Creede Simpson deserved to have that chance, too, and if he took advantage of it in the grandest style possible, we shouldn’t forget that it’s been an entire season of phenomenal baseball (and phenomenal baseball coaching by John Pawlowski) that got him and his team to that point. It’s been the kind of season that we didn’t realize how badly we’d missed until we were in the middle of it … or maybe not even until last night, when Simpson connected and Plainsman Park shook and we all remembered that failure is never something to be shrugged at. Auburn wasn’t just missing out on SEC tournament appearances and NCAA brackets and numbers in the win-loss column; they were missing out on Creede Simpson keeping the season alive with a two-out home run in the ninth on a 1-2 pitch.
Here’s to hoping last night was just the start of a long period of not missing out when it comes to Auburn baseball.
A few other thoughts:
— Admittedly, I’m relying on other people’s descriptions of the moment, since I was neither there in person (obviously) nor watching on TV (no such thing this time) nor even listening on the radio. I was following on Livetracker–sigh–but even so, you’d be surprised how freaking happy you can be watching the little cartoon baseball fly over the cartoon wall and the little cartoon scoreboard light up with HOME RUN!
Nonetheless, all those of you who were there: I was and remain deeply, deeply envious.
[Ed. note — those who didn’t see it need be envious no longer]
— Auburn’s out of starters, but I might think the advantage swings to the home Tigers anyway at this point, since neither team is exactly going to be putting a lights-out guy on the hill in the first. The deep bullpens are going to figure heavily and there should be a lot of scoring. Deep bullpens are typically the kinds of pitchers Auburn’s lineup has chewed up and spit out, and the Tigers have always been very comfortable in high-scoring games.
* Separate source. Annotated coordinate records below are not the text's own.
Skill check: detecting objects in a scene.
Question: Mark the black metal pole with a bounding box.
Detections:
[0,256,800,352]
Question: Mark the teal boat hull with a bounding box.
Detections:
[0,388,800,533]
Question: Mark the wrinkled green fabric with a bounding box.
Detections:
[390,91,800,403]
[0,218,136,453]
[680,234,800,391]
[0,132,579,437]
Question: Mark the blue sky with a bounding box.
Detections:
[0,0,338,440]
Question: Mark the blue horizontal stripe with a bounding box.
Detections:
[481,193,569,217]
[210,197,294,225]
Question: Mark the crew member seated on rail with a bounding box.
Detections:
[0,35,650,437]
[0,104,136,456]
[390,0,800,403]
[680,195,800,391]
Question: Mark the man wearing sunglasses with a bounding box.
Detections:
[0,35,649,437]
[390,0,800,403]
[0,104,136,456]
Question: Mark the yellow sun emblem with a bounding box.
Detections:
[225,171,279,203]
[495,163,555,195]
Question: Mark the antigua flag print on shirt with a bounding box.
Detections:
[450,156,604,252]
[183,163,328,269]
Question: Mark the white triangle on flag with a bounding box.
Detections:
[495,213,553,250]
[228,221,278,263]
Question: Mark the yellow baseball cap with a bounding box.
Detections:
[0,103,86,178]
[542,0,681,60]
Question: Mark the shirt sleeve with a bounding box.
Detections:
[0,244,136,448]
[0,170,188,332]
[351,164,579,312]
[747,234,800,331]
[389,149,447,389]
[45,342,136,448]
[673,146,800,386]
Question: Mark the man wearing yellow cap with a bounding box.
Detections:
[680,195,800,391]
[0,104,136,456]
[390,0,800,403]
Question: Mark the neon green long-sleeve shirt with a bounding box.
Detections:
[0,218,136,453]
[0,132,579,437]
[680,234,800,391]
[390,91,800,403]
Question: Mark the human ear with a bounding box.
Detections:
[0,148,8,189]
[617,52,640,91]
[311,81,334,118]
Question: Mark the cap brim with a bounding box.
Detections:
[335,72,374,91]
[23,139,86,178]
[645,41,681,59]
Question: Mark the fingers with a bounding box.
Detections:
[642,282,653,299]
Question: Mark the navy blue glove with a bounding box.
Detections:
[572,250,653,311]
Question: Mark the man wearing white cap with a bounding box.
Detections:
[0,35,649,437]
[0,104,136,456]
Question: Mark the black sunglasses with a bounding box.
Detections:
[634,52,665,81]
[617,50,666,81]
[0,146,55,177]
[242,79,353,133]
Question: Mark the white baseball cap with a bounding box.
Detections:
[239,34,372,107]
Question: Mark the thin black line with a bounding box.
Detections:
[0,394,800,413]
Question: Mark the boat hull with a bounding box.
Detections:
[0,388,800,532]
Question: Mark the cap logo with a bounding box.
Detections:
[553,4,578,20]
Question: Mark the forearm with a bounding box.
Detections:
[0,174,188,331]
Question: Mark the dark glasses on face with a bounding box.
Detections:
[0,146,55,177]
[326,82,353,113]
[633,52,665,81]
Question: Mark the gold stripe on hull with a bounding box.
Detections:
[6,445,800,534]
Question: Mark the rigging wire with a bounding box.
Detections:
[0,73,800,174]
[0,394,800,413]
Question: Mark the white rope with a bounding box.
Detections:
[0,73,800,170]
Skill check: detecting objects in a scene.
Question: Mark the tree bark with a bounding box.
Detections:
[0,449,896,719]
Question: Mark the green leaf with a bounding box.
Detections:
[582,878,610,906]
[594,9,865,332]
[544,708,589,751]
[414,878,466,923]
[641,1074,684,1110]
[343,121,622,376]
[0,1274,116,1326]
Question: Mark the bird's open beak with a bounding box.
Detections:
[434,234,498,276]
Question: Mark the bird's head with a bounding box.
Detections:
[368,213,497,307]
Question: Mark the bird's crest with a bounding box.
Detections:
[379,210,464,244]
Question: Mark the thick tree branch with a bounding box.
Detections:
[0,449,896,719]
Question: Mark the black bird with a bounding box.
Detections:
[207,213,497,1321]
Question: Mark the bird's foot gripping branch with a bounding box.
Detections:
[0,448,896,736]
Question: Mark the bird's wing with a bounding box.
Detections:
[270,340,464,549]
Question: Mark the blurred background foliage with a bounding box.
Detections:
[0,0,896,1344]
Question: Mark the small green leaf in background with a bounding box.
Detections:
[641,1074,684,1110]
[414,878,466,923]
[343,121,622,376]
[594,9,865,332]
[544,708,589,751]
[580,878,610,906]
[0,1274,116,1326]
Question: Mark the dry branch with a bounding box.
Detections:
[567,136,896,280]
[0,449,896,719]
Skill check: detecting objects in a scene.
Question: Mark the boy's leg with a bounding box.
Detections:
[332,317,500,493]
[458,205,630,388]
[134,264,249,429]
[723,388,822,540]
Like yesterday’s, for instance.
Then again, I thought the exact same thing before the Ole Miss meeting in Hoover, and we all remember how that turned out … and, of course, the Rebels had vastly less firepower than Clemson does.
— Maybe the Pythag was a hair too bullish on Auburn–our Tigers were one of only three top seeds to slip into the loser’s bracket (Coastal Carolina and Cal-State Fullerton were the others), and very nearly the only one to fail to make it to a championship game–but at least it was right about Ole Miss. The Rebels were one of only two SEC teams to be eliminated before the championship round, and at least LSU went out to a long-time baseball power in UC-Irvine. Ole Miss was eliminated by St. John’s, which you may know as 1. a Big East school 2. located in New York City.
— War Eagle, guys. Let’s get it done today.